O grupo RM, por exemplo, foi a minha academia. Tocar naquele grupo foi o ponto mais alto da minha vida. Fiquei 10 anos ali.
FM – sabemos que o grupo RM percorria todo o pais. Também viajava muito pelo estrangeiros Recorda-se em que países foram actuar?
CA – O grupo experimental numera Um com Alípio Cruz e João Cabaco, era apoiado pela OJM. Era como se fosse um Linking da OJM. Viajei para quase todos os países do Leste Europeu a custa da música, a custa da Frelimo. Rússia, Jugoslávia, RDA, Roménia, Hungria, Bulgária, etc. Com o grupo RM idem. Mas também fomos para os países ocidentais. Holanda, Itália, Inglaterra, Franca, Finlândia, Noruega, Suécia. Em africa, Angola, Zimbabwe, África do Sul, Cabo Verde, Mali, etc.
FM - Certamente partilhavam o palco com grandes nomes. Quem foram eles?
CA - Sim. Tocamos com Manu Dibango, Salif Keita, Mcknofli, Yo So Ndou, Miariam Makheba, Hugo Massiquela, Peter Gabriel, Mori Kantê, entre outros. Esses festivais eram grandes. Desde 1984 que não paro de viajar pelo mundo.
FM – Como é que surge a bolsa de dois anos em Franca?
CA – A bolsa surge quando compus a “baila Maria”. Ganhei o primeiro prémio da Rádio Franca Internacional. É preciso dizer que no mesmo ano e com a mesma musica no “Ngoma Moçambique” na RM fiquei em oitavo lugar. Veja as analises dos júris.
O presidente do juro do concurso da RFI era o Manu Dibango e havia três mil e tão concorrentes. Com o prémio tive o direito de entrar no estúdio, gravar um CD pago. Custou 100 mil dólares norte-americanos pagos pela RFI.
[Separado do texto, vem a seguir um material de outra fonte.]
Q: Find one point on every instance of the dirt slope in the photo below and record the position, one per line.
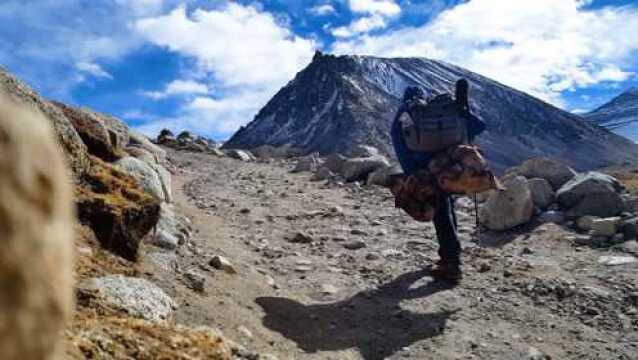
(353, 286)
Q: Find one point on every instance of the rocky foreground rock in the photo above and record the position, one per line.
(36, 223)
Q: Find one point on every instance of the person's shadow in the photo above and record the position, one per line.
(371, 321)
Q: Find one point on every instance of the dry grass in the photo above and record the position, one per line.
(91, 260)
(95, 336)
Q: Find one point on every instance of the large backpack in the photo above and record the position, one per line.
(434, 125)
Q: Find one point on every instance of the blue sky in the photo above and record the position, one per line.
(208, 66)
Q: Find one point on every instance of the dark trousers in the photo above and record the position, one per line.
(445, 225)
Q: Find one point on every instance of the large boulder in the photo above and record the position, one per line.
(382, 175)
(68, 137)
(118, 210)
(140, 141)
(308, 163)
(242, 155)
(553, 171)
(274, 152)
(148, 176)
(591, 193)
(509, 208)
(542, 192)
(173, 229)
(137, 297)
(36, 235)
(355, 169)
(100, 140)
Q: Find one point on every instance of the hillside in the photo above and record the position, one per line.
(619, 115)
(336, 103)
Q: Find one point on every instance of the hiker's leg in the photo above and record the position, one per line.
(444, 223)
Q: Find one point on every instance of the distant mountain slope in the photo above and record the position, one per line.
(336, 103)
(619, 115)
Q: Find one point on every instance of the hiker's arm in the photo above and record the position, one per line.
(401, 150)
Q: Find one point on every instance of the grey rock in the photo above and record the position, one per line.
(609, 260)
(509, 208)
(556, 217)
(166, 261)
(139, 140)
(242, 155)
(555, 172)
(195, 280)
(382, 175)
(145, 175)
(354, 245)
(542, 193)
(301, 238)
(592, 193)
(629, 228)
(364, 151)
(585, 222)
(138, 297)
(221, 263)
(308, 163)
(359, 168)
(173, 229)
(323, 173)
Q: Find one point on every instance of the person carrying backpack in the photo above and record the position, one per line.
(422, 128)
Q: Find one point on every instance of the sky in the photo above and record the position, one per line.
(209, 65)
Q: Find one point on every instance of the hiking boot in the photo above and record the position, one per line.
(447, 270)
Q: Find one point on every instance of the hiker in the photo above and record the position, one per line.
(449, 266)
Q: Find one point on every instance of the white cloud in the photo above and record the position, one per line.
(322, 10)
(542, 47)
(362, 25)
(379, 7)
(93, 70)
(376, 13)
(179, 87)
(248, 53)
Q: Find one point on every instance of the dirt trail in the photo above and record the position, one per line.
(351, 286)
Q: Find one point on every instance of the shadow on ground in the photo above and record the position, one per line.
(371, 321)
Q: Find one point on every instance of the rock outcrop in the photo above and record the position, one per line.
(36, 223)
(339, 102)
(509, 208)
(137, 297)
(591, 193)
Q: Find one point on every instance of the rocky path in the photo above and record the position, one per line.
(335, 272)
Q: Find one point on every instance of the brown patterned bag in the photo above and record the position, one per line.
(463, 170)
(416, 195)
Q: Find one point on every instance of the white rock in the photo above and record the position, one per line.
(542, 192)
(616, 260)
(221, 263)
(605, 227)
(509, 208)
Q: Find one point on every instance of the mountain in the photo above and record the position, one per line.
(338, 102)
(619, 115)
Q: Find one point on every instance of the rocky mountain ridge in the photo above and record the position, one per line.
(619, 115)
(340, 102)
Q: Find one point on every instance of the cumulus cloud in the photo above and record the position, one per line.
(322, 10)
(94, 70)
(376, 13)
(542, 47)
(178, 87)
(248, 53)
(378, 7)
(55, 44)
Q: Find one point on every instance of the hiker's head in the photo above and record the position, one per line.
(413, 92)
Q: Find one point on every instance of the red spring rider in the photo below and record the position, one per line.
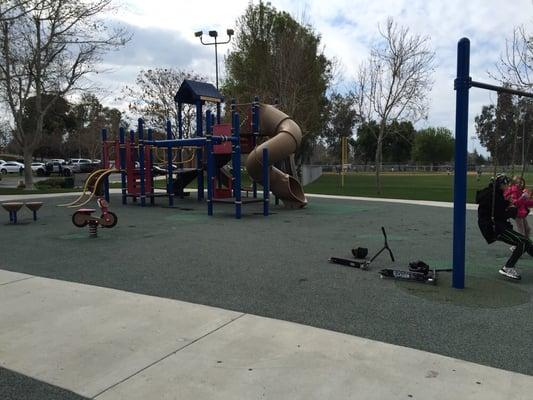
(84, 216)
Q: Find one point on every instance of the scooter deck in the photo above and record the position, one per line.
(362, 264)
(430, 277)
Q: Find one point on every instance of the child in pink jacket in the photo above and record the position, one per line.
(521, 198)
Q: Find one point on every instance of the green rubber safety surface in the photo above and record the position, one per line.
(323, 209)
(480, 292)
(278, 267)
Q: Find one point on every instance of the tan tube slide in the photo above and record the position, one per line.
(285, 138)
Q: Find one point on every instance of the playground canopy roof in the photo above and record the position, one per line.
(192, 91)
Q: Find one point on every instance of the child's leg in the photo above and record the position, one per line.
(519, 241)
(521, 224)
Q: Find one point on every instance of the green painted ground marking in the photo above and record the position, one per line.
(74, 236)
(478, 293)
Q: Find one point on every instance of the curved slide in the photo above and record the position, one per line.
(285, 138)
(90, 188)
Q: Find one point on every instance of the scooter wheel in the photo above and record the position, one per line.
(108, 220)
(79, 219)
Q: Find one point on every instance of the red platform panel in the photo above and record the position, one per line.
(222, 130)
Em paralelo tinha direito de fazer um curso de técnico de Som em estúdio. O objectivo era entender a linguagem dos técnicos. Achei que tinha que ter esses conhecimentos para dizer o que quero quando gravo as minhas músicas. Também tirei o curso de arranjista. Depois fiz o curso de técnicas básicas de piano. Dantes tocava piano empiricamente. Foram dois anos a fazer isso e aperfeiçoar a língua francesa.